移動初日の歓迎会で記憶を失い朝目が覚めたら女嫌いで有名な先輩が隣で寝ていました
『……ね、ごめんなさいね、リリィ。あなたをこれ以上巻き込むわけにはいかないの。これはあなたに託すわ。もしもこれが悪い人の手に渡ってしまった時は、あの呪文を唱えて。そうすればこれがあなたを、全てをきっと守ってくれるわ。愛してる、リリィ』

(おか、あ、さん……?それに、隣には、おとうさん、も……)

 フッとリリィは目を覚ました。視線の先には天井が見える。

(あれ?私、一体何を……)

 そうしてゆっくり起き上がってから、自分の体を拘束する拘束魔法の束に気づいた。それから、近くの椅子に座って自分を嬉しそうに見つめている一人の男にも。

「……レインくん!どうして!」
「おはよ、リリィちゃん。よく眠れた?うなされてたみたいだけど」

 フフッと微笑むレインは美しい顔立ちなのにどことなく恐ろしい。

「ここはどこ?どうして私は拘束されてるの?……ユリスさん!ユリスさんは!?」
「……なんであの男のことなんか心配するの?リリィちゃんはそんなこと心配しなくていいのに」

 静かにため息をついてレインはつまらなそうに言った。リリィは拘束魔法を解除しようとするがリリィの魔法が発動しない。それを見てレインは楽しそうに笑って言った。

「無駄だよ、この部屋は僕以外の魔法は発動しないように仕組んであるから」
「どうして……あなた一体何が目的なの?赤い雫って一体……」

 そう言ってから、リリィは自分の首にかけていた大切なネックレスが無いことに気づく。魔法省の制服のボタンが胸元ぎりぎりまで開かれ、そこにあるはずのネックレスが無くなっていた。それは両親からもらったオニキス色の石が一粒ついたネックレスだ。

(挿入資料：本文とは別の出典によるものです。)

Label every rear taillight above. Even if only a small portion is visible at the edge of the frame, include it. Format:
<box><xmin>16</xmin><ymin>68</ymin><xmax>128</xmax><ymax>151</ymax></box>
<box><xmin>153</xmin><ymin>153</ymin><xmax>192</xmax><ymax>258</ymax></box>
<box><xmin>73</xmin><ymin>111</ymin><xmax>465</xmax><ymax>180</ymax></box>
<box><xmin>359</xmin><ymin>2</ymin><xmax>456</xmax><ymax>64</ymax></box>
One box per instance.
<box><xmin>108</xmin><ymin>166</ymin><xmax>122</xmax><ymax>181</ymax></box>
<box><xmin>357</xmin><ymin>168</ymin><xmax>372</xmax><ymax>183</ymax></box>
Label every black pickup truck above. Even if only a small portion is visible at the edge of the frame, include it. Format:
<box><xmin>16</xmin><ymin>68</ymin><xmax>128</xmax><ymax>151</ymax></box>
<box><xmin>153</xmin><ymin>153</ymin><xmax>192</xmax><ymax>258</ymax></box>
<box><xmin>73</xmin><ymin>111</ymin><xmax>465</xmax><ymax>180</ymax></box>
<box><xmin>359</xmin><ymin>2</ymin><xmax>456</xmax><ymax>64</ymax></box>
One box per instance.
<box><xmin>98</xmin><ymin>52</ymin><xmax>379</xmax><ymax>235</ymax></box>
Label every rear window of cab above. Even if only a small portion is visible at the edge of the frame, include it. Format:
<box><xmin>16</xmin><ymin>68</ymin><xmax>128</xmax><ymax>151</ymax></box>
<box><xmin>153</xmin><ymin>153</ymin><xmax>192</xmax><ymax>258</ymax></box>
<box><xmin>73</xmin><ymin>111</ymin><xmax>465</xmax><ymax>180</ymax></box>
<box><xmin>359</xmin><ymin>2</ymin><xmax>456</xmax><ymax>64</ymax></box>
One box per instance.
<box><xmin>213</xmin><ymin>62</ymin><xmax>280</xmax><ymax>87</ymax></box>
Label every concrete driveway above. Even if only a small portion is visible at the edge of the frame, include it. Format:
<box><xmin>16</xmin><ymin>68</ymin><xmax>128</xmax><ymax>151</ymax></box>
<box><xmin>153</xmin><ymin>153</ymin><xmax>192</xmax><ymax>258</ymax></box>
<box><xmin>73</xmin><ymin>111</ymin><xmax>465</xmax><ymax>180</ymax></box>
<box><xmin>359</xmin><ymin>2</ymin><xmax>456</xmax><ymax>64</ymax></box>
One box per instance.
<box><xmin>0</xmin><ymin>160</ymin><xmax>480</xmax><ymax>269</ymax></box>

「あれはもう回収したよ。君がずっと大切に隠し持っていたんだね」
「どうして!あれは大切なものなの!返して!」
「だめだよ、僕たちはずっとあれを探していたんだから。ようやく手に入れることができた。でも、赤い雫のはずなのにどうして真っ黒なんだろう。魔力だって全然感じられないし。何か秘密があるの?」

 レインはそう言ってリリィの顎に手を添え上を向かす。リリィを見つめるレインの顔は愉悦に歪んだ顔をしている。

「あれはただのネックレスよ!何も知らないわ!返して!お願い!」
「返してほしい?返してほしいなら僕の言うことなんでも聞いてくれる?聞いてくれるなら考えてあげてもいいけど」

 そう言ってレインはリリィの顎に添えていた手をゆっくりと下に降ろしていく。人差し指でゆっくりゆっくりとリリィの首を這わせ、ボタンが止まっている場所まで到達した。

「レインくん、何を」
「僕は小さい頃からずっとリリィちゃんのことが好きだったんだよ。リリィちゃんだって同じだと思ってた。なのにリリィちゃんは僕を置いて先に施設を出て行ってしまった。悲しかったな」

 そう言ってレインは止まっているボタンを指で楽しそうに弄ぶ。レインのその様子にリリィは青ざめ、レインの指がボタンを外してしまう、その時だった。

「リリィ!」

 突然部屋に魔法陣が浮かび上がり、ユリスの姿が現れた。